Menschenjagd À la SPD

oder: "Wie Thomas Kutschaty Menschen erwischen will"

Es ist scheinbar wieder so weit, das man - nach gesetzten Vorzeichen der zum günstigsten Zeitpunkt eingetroffenen und mit allen mitteln beibehaltenen "Pandemie" - diejenigen "erwischen" will, die eines der geringsten aller Grundrechte ausüben: nach 21 Uhr die eigene Wohnung verlassen." Man stelle sich nur die Empörung vor die es ausgelöst hätte, wenn den DDR-Bürgern 1988 das verlassen der Wohnung untersagt worden wäre. Die Tagesschau hätte Sondersendungen ausgestrahlt und "Brennpunkte" hätte es wie Rudi Carells Show "Am laufenden Band" gegeben. Aber egal, die DDR ist Geschichte. Sie war ja auch der schlechtere beider deutschen Staaten. Außerdem leben wir, laut unserem Bundespräsidenten, im "besten Deutschland das es jemals gab."

In diesem so "wundervollen" Land wird nun öffentlich darüber spekuliert, wie man "Menschen erwischen" kann: Man schafft unter dem Vorzeichen der "Pandemiebekämpfung" eine ebenso sinn- wie wirkungslose "Ausgangssperre" und hofft dann darauf, Bußgelder verhängen zu können.
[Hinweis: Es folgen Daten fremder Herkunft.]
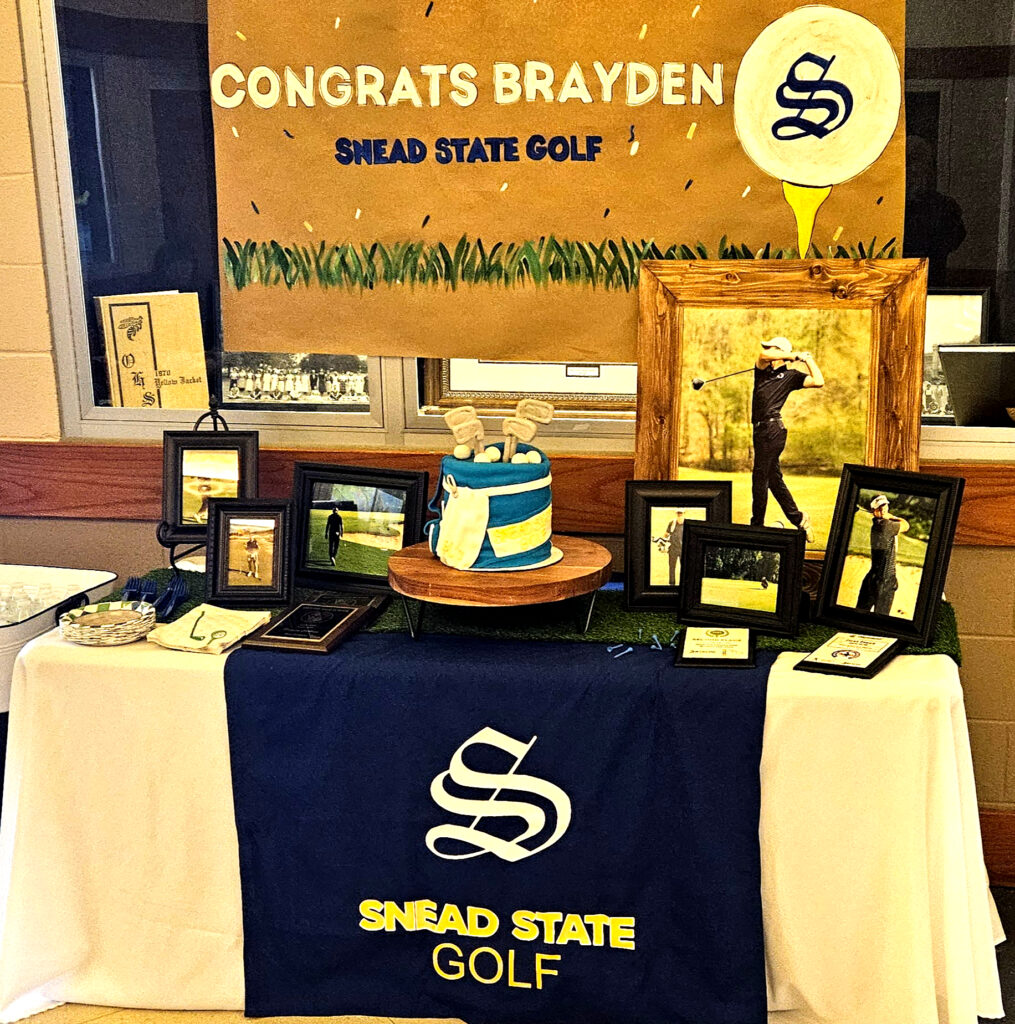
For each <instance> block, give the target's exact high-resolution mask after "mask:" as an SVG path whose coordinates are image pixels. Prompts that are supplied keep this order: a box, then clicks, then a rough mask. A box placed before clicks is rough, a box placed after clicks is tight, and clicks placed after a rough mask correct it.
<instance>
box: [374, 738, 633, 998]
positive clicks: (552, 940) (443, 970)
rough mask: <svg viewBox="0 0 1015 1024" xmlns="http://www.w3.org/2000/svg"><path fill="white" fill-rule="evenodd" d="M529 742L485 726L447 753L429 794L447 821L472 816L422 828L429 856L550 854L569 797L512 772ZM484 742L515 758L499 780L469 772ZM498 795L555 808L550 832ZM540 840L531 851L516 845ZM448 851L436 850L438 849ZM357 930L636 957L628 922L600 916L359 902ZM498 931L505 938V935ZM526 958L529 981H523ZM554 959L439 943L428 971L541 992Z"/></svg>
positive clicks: (534, 804) (525, 809) (566, 823)
mask: <svg viewBox="0 0 1015 1024" xmlns="http://www.w3.org/2000/svg"><path fill="white" fill-rule="evenodd" d="M536 739H537V737H536V736H533V737H532V739H530V740H528V741H527V742H522V741H521V740H518V739H513V738H512V737H511V736H508V735H505V734H504V733H503V732H500V731H498V730H497V729H493V728H491V727H489V726H488V727H485V728H482V729H480V730H479V731H478V732H476V733H475V734H474V735H473V736H470V737H469V738H468V739H467V740H466V741H465V742H464V743H462V745H461V746H460V748H459V749H458V750H457V751H456V752H455V754H454V756H453V757H452V760H451V766H450V767H449V768H448V770H447V771H443V772H441V773H440V774H439V775H437V776H436V777H435V778H434V779H433V781H432V783H431V785H430V796H431V797H432V798H433V800H434V802H435V803H436V804H437V806H438V807H440V808H441V809H443V810H446V811H450V812H451V813H452V814H456V815H460V816H462V817H464V818H470V819H471V820H470V822H469V823H468V824H443V825H437V826H435V827H433V828H430V829H429V831H427V834H426V846H427V849H429V851H430V852H431V853H434V854H436V855H437V856H438V857H441V858H443V859H447V860H464V859H469V858H473V857H479V856H482V855H483V854H488V853H490V854H493V855H494V856H496V857H499V858H501V859H502V860H506V861H509V862H512V863H516V862H517V861H520V860H524V859H526V858H528V857H532V856H533V855H535V854H538V853H540V852H541V851H543V850H546V849H547V848H549V847H551V846H553V844H554V843H556V842H557V841H558V840H559V839H560V838H561V837H562V836H563V835H564V833H565V831H566V830H567V826H568V825H569V824H570V811H572V807H570V799H569V798H568V797H567V794H565V793H564V792H563V790H561V788H560V787H559V786H558V785H555V784H554V783H552V782H548V781H546V780H545V779H542V778H536V777H534V776H532V775H521V774H518V773H517V768H518V767H519V765H520V764H521V762H522V760H523V759H524V757H525V755H526V754H527V753H528V752H530V751H531V750H532V748H533V744H534V743H535V742H536ZM478 744H483V745H487V746H492V748H496V749H497V750H500V751H503V752H504V754H506V755H507V756H508V757H509V758H511V759H513V763H512V764H511V766H510V768H508V770H507V771H504V772H499V773H495V772H490V771H475V770H474V769H472V768H469V767H468V766H467V765H466V764H465V761H464V755H465V753H466V751H467V750H468V749H469V748H470V746H472V745H478ZM449 780H450V781H451V782H453V783H454V784H455V785H456V786H458V787H460V788H461V790H472V791H479V792H480V793H489V794H491V795H490V796H488V797H482V798H474V797H464V796H458V795H456V794H455V793H452V792H450V791H449V788H448V784H447V783H448V781H449ZM504 790H509V791H510V792H511V794H512V795H514V794H519V795H524V794H532V795H534V796H539V797H541V798H543V799H544V800H545V801H546V802H548V803H549V805H550V806H551V807H552V809H553V813H554V815H555V821H553V822H552V823H551V825H550V826H549V833H548V834H547V828H548V822H547V814H546V811H544V809H543V807H542V806H541V805H540V804H538V803H536V802H531V801H520V800H517V799H515V797H514V796H512V797H510V798H503V797H502V796H501V794H502V792H503V791H504ZM484 819H488V820H489V819H495V820H501V819H513V820H516V821H520V822H521V823H522V830H521V831H520V833H517V835H514V836H513V837H511V838H508V839H505V838H503V837H502V836H500V835H497V834H495V833H493V831H487V830H483V829H482V828H480V827H479V824H480V822H482V821H483V820H484ZM544 835H545V836H546V838H545V839H543V840H542V842H540V843H538V844H537V845H535V846H528V847H526V846H524V845H523V844H524V843H525V842H526V841H528V840H532V839H534V838H536V837H542V836H544ZM441 844H445V845H450V846H451V848H452V849H450V850H446V849H441V848H440V845H441ZM360 913H361V915H362V916H361V920H360V927H361V928H362V929H364V931H367V932H381V931H384V932H399V931H405V932H419V931H423V932H433V933H434V934H435V935H456V936H460V937H462V938H473V939H489V940H492V941H496V940H497V939H498V938H501V937H502V936H503V937H505V938H506V939H507V941H511V940H514V941H515V942H519V943H526V942H532V943H536V942H541V943H543V944H544V945H548V946H552V947H556V946H566V945H567V944H568V943H575V944H576V945H580V946H609V947H611V948H614V949H634V948H635V942H634V928H635V919H634V918H622V916H611V915H610V914H606V913H577V912H566V911H563V910H523V909H519V910H515V911H514V912H513V913H512V914H511V920H510V922H503V923H502V922H501V920H500V918H499V916H498V914H497V913H495V912H494V911H493V910H492V909H490V908H488V907H481V906H465V907H460V906H459V905H458V904H456V903H445V904H443V905H442V906H438V904H437V903H436V902H435V901H434V900H429V899H419V900H412V901H409V902H396V901H394V900H379V899H367V900H364V901H363V902H362V903H361V904H360ZM505 933H506V934H505ZM523 959H527V962H528V963H527V968H528V973H527V976H526V975H525V974H524V973H523V972H524V969H525V965H523ZM562 961H563V955H562V953H548V952H535V953H531V954H528V955H527V956H525V955H524V953H523V952H521V951H520V950H519V949H516V948H514V947H513V946H512V947H508V948H507V949H503V948H498V947H496V946H492V945H480V946H475V947H474V948H472V949H471V950H463V948H462V947H461V946H460V945H458V944H457V943H456V942H451V941H443V942H439V943H437V944H436V945H435V946H434V948H433V953H432V964H433V970H434V972H435V973H436V974H437V975H438V976H439V977H440V978H443V979H446V980H448V981H461V980H463V979H466V978H470V979H472V980H474V981H477V982H480V983H481V984H484V985H493V984H497V983H504V984H506V985H507V986H509V987H511V988H533V987H534V986H535V987H536V988H537V989H542V988H543V985H544V984H545V982H546V979H547V978H548V977H554V976H557V975H558V974H559V971H560V970H561V969H562V964H561V962H562Z"/></svg>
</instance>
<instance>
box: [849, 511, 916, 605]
mask: <svg viewBox="0 0 1015 1024" xmlns="http://www.w3.org/2000/svg"><path fill="white" fill-rule="evenodd" d="M861 511H864V510H862V509H861ZM871 512H872V513H873V516H874V518H873V519H872V520H871V568H870V570H869V571H868V574H866V575H865V577H864V578H863V580H862V581H861V583H860V592H859V596H858V597H857V598H856V608H857V610H858V611H874V612H876V613H877V614H879V615H890V614H891V612H892V601H893V600H894V598H895V591H896V590H898V577H897V575H896V574H895V550H896V541H897V538H898V536H899V534H904V532H905V531H906V530H907V529H908V528H910V524H908V523H907V522H906V521H905V520H904V519H900V518H899V517H898V516H896V515H889V513H888V499H887V498H886V497H885V496H884V495H878V497H877V498H875V499H874V500H873V501H872V502H871Z"/></svg>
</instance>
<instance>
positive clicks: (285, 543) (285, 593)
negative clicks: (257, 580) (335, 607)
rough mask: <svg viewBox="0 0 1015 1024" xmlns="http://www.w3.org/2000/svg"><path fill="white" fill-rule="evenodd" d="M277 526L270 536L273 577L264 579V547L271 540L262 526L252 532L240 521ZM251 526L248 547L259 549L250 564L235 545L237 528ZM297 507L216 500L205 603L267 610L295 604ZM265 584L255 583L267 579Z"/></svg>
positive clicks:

Es reicht also gewissen Politikern noch nicht, Jugendliche in Stadtparks mit dem Streifenwagen verfolgen zu lassen.


Es reicht ihnen nicht, Menschen die ausschließlich für ihre Grundrechte demonstrieren, als "Demokratiefeinde" zu verunglimpfen, sie mit "Rechtsradikalen" oder irgendwelchen "Reichsbürgern" gleichzusetzen und jeden kritischen Blick als eine Art staatsfeindliche Hetze zu betrachten. Dabei wählte die Mehrzahl der verunglimpften Protestierenden Grün (21%) und Knallrot (17%). Die bösen "Blauen" waren mit 14% vertreten. Quelle

Das Beispiel des Berliner Innensenators Andreas Geisel (SPD) zeigt aber, dass die Schubladen für das Verpacken der Demonstranten wohl überfüllt sind und die Obrigkeit dünnhäutiger wird. Sie schafft zweifelhafte und sogar in den Reihen der eigenen Partei kitisierte Gesetze und beschwert sich anschließend darüber, dass Gedanken an eine De-facto-Diktatur in Deutschland und an ein Notstandsregime aufkommen oder häufig Bezug auf das Widerstandsrecht des Grundgesetzes genommen wird.

Die vorläufige Höchstmarke setzte heute aber Thomas Kutschaty (ebenfalls SPD) damit, Menschen ertappen zu wollen, die in einer Zeit der psychischen Depression, des wachsenden Alkoholismus und der Vereinsamung soziale Kontakte aufrecht erhalten.

Aufgrund dieser Äußerungen erhält das Wort BUNDESNOTBREMSE eine ganz besondere Bedeutung.